第77回対青山学院大学総合定期戦
本学学生活動の初夏の風物詩である総合定期戦が開幕した。その先陣を切って第77回対青山学院大学総合定期戦は、5月末だというのに蒸し暑い青山学院大学の渋谷キャンパス、町田、相模原のグラウンドを会場に開催された。仙台の初夏は「やませ」を思わせるほど寒い日もあったので、東京駅に着いたさいに本能的に暑さの中の戦いは本学の学生にとってかなり厳しいのではと直感した。案の定、2日間の試合において、10種目中なんと9種目が敗北、わずかにフェンシング男子のみが勝利する結果となった。
(フェンシング部の創部は本学の方が若干早い。最初のエペでは敗れたが、フルーレとサーブルで勝利した。部員が少ないながらも、いいチーム作りをしているように思えた)
77回を重ねている東北学院大学・青山学院大学の総合定期戦は、覇を競い合うだけではなく、お互いが相互切磋する教育の場でもある。私も相模原グランドでラグビーを観戦したが、ワンサイド・ゲームとなってしまった。関東大学ラグビー対抗戦Aグループの常連校として、名だたる強豪校を相手に凌ぎを削ずる青山学院大学と、いまやラグビーの後進地帯と化してしまった東北地方でわずかな大学相手に試合をしている本学では、力の差は歴然と言えるかもしれない。しかしながら、試合を観戦する限り、圧倒している青山学院大学に奢り高ぶった態度は伺われず、劣勢に置かれた本学ラグビー部においても、タックル等闘志において見劣りすることはなかった。それがラグビーにおけるフェアプレーであり、これまで長い間培われてきた両校の友情と信頼なのだと感じた次第である。

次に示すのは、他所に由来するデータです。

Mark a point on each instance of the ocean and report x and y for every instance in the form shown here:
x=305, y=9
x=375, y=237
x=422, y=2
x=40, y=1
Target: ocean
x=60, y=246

(パスで繋ごうとしたが、相手にタックルされ、ターンオーバーされるシーンが多かった。フットボールである。相手後方に蹴り込み、流れを変えるシーンを期待したい)
これで、総合成績は、本学28勝、青山学院大学47勝となった。東北学院大学体育会は、今回の敗北から、「かん難は忍耐を、忍耐は練達を、練達は希望を生み出す」というローマ信徒への手紙第5章3節を心の糧として、希望に向かって再出発してほしい。